To Keep
In medieval Europe, reliquary pendants — small gold or silver cases containing fragments of a saint's bone, cloth, or hair — were worn at the neck as protective talismans. The logic of contact: the object inside the case had touched someone with transformative power, and by wearing the case the wearer continued that contact across time. The relic did not represent the saint. It participated in the relationship.
The goldsmithing required to produce these objects was among the finest of the period. Reliquary pendants survive in museum collections across Europe that demonstrate technical virtuosity — filigree work, enamel, and granulation at a scale that required tools and skill now largely lost. The object that carries absence required everything the craft could offer. This was understood and treated accordingly.
Victorian mourning culture — formally established following the death of Prince Albert in 1861 and Queen Victoria's public, decades-long grief — codified what had previously been a more varied set of practices into an elaborate social system with its own material vocabulary. The mourning jewelry of the period is among the most technically meticulous work of the 19th century: jet brooches carved to resemble fabric roses; rings with glazed compartments containing braids of the deceased's hair; lockets with painted miniature portraits set under crystal; seed pearl borders around inscribed memorial dates.
Hair, specifically, was the primary material of Victorian mourning jewelry. Hair does not decay. A locket of hair from a person who died in 1855 contains the same hair today — the proteins are stable across centuries under glass. The Victorians understood this and made it explicit: the hair locket was a piece of the person, not a representation of them. You were wearing their actual body. This is uncomfortable for many contemporary observers and was, evidently, not uncomfortable at all for the people who made and wore these pieces daily. They were not being morbid. They were being precise about what they needed from the object.

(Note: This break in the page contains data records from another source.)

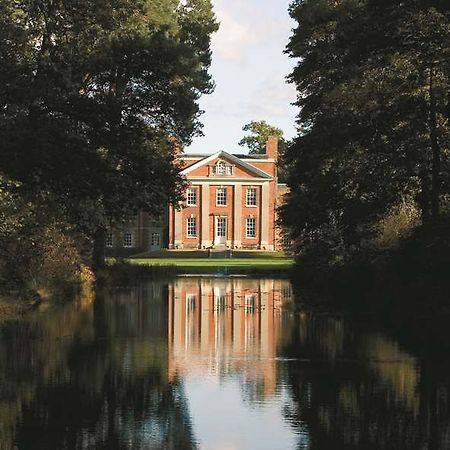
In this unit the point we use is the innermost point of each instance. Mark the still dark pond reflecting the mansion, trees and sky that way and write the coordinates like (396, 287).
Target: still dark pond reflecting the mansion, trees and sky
(220, 364)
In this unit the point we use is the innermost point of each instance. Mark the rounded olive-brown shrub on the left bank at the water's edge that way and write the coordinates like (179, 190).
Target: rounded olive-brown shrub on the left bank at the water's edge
(37, 250)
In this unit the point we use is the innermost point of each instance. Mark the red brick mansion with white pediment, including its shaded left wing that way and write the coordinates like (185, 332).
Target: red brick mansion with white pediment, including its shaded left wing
(231, 203)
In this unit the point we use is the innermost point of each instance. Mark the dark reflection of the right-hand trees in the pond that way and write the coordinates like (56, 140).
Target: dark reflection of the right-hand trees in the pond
(357, 389)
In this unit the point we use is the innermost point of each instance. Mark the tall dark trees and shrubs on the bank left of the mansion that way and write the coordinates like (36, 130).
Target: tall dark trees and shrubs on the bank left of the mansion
(96, 98)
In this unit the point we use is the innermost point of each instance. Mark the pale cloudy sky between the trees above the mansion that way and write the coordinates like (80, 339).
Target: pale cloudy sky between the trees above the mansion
(249, 69)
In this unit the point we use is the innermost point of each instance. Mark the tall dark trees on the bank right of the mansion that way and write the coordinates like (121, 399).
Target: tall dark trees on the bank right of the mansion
(369, 169)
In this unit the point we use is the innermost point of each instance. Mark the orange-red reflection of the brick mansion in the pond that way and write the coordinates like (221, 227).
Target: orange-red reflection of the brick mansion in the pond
(226, 326)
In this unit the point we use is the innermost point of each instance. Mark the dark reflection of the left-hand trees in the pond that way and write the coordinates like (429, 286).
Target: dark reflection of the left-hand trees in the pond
(108, 386)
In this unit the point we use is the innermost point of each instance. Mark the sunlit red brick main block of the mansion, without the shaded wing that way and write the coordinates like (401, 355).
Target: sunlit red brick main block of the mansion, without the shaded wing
(235, 224)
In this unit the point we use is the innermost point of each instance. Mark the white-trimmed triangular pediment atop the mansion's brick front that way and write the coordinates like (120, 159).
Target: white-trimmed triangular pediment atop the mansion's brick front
(245, 168)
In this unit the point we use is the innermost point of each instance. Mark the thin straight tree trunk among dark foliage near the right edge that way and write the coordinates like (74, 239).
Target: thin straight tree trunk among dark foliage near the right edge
(436, 154)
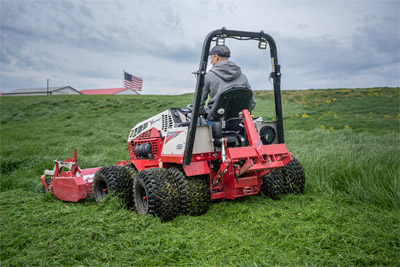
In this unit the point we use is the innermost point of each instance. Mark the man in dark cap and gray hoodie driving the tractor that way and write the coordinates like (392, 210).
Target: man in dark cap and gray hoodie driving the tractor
(223, 75)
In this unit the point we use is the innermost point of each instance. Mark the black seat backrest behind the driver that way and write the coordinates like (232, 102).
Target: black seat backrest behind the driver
(230, 102)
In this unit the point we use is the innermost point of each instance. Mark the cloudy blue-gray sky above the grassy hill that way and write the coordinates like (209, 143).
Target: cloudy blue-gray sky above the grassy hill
(89, 44)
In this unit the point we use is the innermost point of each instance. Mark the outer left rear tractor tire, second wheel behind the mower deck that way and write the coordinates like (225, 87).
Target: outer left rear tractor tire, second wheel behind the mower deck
(156, 193)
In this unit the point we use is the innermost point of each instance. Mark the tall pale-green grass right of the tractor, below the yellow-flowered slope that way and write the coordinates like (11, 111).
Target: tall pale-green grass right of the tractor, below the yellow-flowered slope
(364, 166)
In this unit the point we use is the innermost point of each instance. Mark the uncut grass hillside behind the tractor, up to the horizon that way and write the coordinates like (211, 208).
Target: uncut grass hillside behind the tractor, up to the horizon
(323, 130)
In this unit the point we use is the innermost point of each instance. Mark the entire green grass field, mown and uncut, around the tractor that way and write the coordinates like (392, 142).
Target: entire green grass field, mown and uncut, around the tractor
(348, 141)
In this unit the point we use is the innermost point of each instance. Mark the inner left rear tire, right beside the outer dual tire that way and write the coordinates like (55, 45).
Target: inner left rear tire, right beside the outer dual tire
(194, 193)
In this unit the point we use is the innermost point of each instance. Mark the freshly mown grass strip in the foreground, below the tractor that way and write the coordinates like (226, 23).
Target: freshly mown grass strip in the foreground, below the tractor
(299, 230)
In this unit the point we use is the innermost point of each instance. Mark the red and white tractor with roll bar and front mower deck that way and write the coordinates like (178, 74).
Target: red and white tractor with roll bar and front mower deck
(179, 163)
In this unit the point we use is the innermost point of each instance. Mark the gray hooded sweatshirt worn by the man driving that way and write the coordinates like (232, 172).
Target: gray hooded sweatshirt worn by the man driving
(223, 75)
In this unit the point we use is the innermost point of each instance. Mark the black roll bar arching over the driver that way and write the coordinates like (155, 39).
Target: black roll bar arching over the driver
(275, 75)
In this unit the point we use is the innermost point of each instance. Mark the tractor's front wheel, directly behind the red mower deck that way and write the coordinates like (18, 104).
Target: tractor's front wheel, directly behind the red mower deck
(113, 180)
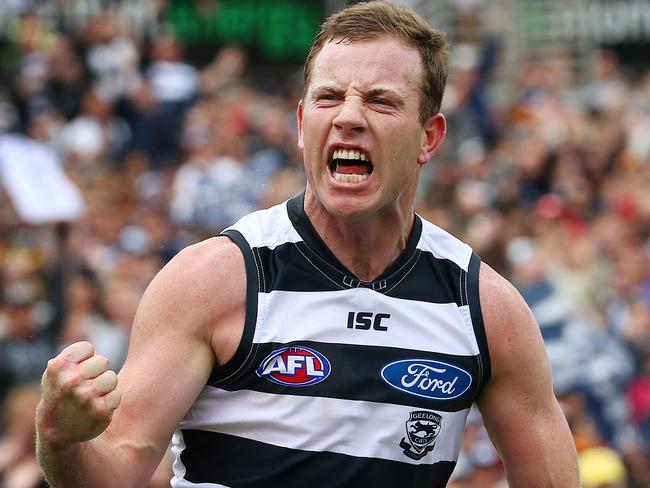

Hair jewelry was also given between the living as a form of commitment. A lock of hair exchanged between engaged partners, set into a ring or locket, was a physical pledge — something of the body, given freely, held by the other. The tradition extends well before the Victorian period; Mary Queen of Scots sent hair lockets to correspondents. Napoleon sent hair to Joséphine. The practice spans centuries and crosses the boundary between mourning and love, because those two experiences have always shared more than we usually admit.
What all of these traditions share — the medieval reliquary, the Victorian hair locket, the Claddagh ring, the mehndi applied the night before the wedding — is an understanding that objects can hold relationships that exist outside of time. The person is absent. The object maintains the connection in their absence. It is not a substitute for the person. It is a continuation of what the relationship was, in a form that can be worn, held, and eventually passed to someone who will understand its weight differently than you do.
Fine jewelry made at this level, with this intentionality, operates in this same field whether it is acknowledged or not. The piece commissioned to mark a specific moment, made in materials that will not degrade, designed to carry meaning encoded in symbols chosen for their precision — this is not a luxury object. It is a document. It says: I was here, I thought carefully about who I was, and I made something that should survive me.